Cibersegurança como base da confiança no sistema financeiro
O Brasil registrou um crescimento acelerado das transações digitais nos últimos anos, impulsionado por inovações como pagamentos instantâneos e pela popularização dos bancos digitais. No entanto, levantamentos recorrentes de entidades como Febraban e Serasa Experian indicam que o medo de fraudes e do uso indevido de informações pessoais ainda é um dos principais fatores de resistência à adoção plena desses serviços.
“A cibersegurança está diretamente ligada à construção e à manutenção da confiança”, explica Assal. “Se os usuários temem que seus dados sejam expostos ou utilizados de forma indevida, a adoção diminui. Uma infraestrutura segura e resiliente permite que as instituições financeiras conquistem essa confiança em escala.”
Proteção de dados e inclusão financeira caminham juntas
Apesar dos avanços significativos na última década, milhões de brasileiros ainda enfrentam dificuldades para acessar ou manter o uso contínuo de serviços financeiros digitais.

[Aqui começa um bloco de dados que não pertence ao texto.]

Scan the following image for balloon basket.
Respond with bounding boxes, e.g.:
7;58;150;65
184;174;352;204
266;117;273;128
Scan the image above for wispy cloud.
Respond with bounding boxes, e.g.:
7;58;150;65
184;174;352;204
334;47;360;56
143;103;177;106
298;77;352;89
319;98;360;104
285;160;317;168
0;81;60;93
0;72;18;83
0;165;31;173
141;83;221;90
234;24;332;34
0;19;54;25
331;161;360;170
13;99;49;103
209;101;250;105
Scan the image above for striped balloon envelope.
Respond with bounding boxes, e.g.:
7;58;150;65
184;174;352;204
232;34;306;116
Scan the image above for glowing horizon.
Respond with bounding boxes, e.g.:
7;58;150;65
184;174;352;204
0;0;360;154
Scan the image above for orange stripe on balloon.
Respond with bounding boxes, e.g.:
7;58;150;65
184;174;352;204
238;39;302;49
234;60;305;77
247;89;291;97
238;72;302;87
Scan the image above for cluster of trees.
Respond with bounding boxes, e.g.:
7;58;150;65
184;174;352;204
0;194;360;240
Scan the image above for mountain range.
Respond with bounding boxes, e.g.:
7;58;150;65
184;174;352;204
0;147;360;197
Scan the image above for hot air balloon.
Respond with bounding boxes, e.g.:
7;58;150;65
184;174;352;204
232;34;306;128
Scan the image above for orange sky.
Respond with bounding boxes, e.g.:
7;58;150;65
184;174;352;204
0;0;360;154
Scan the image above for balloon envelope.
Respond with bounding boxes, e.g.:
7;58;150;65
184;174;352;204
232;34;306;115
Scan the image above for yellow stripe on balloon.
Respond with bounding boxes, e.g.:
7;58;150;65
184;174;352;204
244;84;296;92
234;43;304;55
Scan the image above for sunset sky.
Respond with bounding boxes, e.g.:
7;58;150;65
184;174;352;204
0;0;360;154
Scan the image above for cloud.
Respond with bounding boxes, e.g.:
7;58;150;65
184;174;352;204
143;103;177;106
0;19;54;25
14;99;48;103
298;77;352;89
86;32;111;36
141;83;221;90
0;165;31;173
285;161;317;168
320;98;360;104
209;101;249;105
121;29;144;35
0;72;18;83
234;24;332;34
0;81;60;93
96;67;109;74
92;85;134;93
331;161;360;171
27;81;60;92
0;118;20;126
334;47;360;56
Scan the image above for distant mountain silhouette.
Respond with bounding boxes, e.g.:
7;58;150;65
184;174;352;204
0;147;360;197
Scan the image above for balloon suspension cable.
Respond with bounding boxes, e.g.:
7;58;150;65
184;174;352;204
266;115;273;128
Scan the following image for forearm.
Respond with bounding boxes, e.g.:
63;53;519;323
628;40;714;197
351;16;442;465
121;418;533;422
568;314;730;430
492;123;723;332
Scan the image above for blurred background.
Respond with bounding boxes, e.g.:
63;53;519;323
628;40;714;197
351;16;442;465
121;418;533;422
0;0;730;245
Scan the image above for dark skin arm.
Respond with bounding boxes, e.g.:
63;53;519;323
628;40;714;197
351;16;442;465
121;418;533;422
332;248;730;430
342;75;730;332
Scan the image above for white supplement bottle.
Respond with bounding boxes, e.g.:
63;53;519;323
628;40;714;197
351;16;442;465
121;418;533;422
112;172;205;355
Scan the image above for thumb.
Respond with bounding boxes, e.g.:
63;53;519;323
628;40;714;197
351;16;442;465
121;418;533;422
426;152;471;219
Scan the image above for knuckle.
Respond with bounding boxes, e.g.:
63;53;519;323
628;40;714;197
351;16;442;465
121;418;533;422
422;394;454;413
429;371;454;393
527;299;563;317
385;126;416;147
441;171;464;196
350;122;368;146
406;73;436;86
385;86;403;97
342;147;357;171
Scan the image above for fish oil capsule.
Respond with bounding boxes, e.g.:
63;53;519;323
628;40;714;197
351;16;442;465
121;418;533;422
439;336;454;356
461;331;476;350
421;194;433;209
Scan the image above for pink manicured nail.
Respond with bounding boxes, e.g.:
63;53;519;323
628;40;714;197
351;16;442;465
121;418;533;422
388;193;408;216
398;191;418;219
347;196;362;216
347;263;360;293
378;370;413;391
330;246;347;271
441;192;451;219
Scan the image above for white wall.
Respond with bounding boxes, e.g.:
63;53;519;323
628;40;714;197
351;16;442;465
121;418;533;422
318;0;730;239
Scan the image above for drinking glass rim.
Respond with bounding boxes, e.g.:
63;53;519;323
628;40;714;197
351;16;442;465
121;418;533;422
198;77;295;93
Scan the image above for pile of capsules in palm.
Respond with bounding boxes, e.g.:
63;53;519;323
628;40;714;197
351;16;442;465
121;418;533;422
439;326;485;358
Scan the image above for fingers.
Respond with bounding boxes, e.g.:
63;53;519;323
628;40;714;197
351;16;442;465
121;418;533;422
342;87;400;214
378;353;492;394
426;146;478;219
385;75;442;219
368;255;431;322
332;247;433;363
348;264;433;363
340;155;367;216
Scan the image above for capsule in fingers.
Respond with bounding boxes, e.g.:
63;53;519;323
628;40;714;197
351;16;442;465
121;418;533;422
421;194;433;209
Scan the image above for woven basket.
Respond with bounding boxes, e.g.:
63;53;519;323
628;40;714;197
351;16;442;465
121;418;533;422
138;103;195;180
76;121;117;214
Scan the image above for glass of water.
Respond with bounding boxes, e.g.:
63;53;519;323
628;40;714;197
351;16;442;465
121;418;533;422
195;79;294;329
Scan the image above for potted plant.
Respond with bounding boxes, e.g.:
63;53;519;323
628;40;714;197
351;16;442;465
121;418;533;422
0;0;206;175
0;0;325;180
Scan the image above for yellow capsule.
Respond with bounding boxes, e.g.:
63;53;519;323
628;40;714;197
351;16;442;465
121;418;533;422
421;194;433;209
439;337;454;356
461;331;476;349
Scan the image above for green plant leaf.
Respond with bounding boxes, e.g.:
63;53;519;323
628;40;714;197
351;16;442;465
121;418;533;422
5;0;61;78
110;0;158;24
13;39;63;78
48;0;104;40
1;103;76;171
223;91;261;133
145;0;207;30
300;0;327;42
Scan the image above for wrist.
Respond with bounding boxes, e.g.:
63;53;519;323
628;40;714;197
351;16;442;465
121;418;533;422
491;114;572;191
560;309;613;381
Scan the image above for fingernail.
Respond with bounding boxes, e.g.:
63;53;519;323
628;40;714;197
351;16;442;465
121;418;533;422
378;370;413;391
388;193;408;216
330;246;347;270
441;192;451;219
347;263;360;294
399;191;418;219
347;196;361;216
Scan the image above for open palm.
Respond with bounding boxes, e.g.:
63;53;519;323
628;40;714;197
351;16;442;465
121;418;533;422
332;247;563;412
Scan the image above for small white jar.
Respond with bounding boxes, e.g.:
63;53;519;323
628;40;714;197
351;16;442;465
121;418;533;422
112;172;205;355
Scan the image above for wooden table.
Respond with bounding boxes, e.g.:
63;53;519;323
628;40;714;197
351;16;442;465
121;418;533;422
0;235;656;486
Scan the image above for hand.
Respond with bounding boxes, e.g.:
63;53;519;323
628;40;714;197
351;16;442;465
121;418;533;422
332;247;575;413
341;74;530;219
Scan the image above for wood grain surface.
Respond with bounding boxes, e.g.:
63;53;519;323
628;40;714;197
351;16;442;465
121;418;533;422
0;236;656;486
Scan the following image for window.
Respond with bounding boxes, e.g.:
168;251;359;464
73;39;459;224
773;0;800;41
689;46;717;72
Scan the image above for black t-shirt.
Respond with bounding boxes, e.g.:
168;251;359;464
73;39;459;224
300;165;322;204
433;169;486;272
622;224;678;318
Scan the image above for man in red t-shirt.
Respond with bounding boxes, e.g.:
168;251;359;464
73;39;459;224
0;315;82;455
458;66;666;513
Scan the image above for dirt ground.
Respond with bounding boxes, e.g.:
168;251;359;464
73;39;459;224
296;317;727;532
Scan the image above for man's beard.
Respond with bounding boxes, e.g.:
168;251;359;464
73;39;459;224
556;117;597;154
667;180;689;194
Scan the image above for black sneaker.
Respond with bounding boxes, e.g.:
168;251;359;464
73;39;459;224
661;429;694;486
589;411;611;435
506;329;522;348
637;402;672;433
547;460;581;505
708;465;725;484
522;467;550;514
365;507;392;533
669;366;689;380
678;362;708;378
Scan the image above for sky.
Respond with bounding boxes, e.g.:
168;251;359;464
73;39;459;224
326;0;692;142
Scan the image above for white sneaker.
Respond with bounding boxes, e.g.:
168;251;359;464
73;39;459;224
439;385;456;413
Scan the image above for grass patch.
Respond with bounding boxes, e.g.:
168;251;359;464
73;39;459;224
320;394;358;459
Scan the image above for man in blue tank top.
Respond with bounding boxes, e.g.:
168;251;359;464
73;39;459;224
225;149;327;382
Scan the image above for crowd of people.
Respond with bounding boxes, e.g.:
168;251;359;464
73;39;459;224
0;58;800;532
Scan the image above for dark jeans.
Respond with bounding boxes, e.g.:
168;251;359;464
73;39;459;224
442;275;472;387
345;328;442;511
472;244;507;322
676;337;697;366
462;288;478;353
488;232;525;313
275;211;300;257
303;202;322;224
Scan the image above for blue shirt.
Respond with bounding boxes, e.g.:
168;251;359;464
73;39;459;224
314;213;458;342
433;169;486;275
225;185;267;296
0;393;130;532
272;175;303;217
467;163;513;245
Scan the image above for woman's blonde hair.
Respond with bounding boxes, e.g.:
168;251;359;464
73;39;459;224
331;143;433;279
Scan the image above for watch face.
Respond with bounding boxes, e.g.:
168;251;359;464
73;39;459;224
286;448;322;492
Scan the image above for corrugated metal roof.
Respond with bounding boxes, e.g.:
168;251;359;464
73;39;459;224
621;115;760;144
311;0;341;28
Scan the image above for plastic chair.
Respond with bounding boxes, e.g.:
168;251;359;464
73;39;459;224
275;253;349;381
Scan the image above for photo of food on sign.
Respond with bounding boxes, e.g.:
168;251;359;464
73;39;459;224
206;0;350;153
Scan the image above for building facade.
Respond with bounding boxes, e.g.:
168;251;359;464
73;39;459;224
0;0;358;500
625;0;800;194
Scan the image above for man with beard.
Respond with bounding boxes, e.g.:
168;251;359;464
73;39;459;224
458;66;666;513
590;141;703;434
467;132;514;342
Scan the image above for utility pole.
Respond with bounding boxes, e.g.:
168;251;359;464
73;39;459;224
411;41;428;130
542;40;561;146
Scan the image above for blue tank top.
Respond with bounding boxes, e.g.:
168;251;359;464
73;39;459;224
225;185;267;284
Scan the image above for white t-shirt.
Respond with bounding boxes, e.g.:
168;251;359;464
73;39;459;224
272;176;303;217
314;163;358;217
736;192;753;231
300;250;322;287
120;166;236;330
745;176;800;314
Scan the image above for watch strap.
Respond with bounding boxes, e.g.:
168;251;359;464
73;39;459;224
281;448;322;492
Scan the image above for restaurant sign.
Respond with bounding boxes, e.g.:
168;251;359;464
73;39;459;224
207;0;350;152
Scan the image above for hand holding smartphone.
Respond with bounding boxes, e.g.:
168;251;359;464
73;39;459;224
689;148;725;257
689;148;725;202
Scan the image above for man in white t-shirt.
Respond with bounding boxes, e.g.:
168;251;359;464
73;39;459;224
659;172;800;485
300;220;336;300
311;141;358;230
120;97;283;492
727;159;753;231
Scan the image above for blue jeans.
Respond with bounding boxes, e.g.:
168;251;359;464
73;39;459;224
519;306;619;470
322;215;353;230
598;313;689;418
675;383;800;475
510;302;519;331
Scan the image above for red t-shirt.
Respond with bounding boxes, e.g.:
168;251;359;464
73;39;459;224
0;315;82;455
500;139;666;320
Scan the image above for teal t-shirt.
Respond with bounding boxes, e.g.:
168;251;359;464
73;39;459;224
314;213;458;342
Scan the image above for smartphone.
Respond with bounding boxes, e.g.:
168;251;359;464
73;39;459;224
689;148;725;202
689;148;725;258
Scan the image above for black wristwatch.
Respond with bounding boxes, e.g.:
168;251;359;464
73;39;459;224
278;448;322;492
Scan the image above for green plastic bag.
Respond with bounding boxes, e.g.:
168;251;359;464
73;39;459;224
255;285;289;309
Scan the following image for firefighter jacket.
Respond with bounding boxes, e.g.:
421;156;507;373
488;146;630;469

Nesse contexto, especialistas e reguladores, incluindo o Banco Central do Brasil, reforçam que a inclusão financeira deve caminhar lado a lado com mecanismos robustos de proteção de dados, especialmente sob o escopo da Lei Geral de Proteção de Dados (LGPD).
Para a Galileo, a proteção das informações dos usuários tem impacto direto na inclusão financeira ao reduzir atritos, aumentar a transparência e melhorar a experiência de uso das plataformas digitais.
“A inclusão financeira só é possível quando as pessoas se sentem seguras”, reforça Assal. “Proteger os dados dos usuários é uma forma de empoderar consumidores, principalmente aqueles que estão tendo o primeiro contato com serviços financeiros digitais.”
Conformidade como diferencial competitivo
Com a evolução das regras relacionadas à privacidade e ao consentimento, bancos e fintechs enfrentam o desafio de se adaptar sem comprometer a inovação. Para a Galileo, o caminho está em integrar segurança e conformidade ao núcleo das plataformas tecnológicas.
“Quando a proteção de dados está incorporada desde a base da infraestrutura, ela deixa de ser um obstáculo e passa a fazer parte de uma experiência melhor para o usuário”, conclui Assal. “Tratada de forma estratégica, a proteção de dados se transforma em uma verdadeira alavanca de crescimento para o ecossistema financeiro brasileiro.”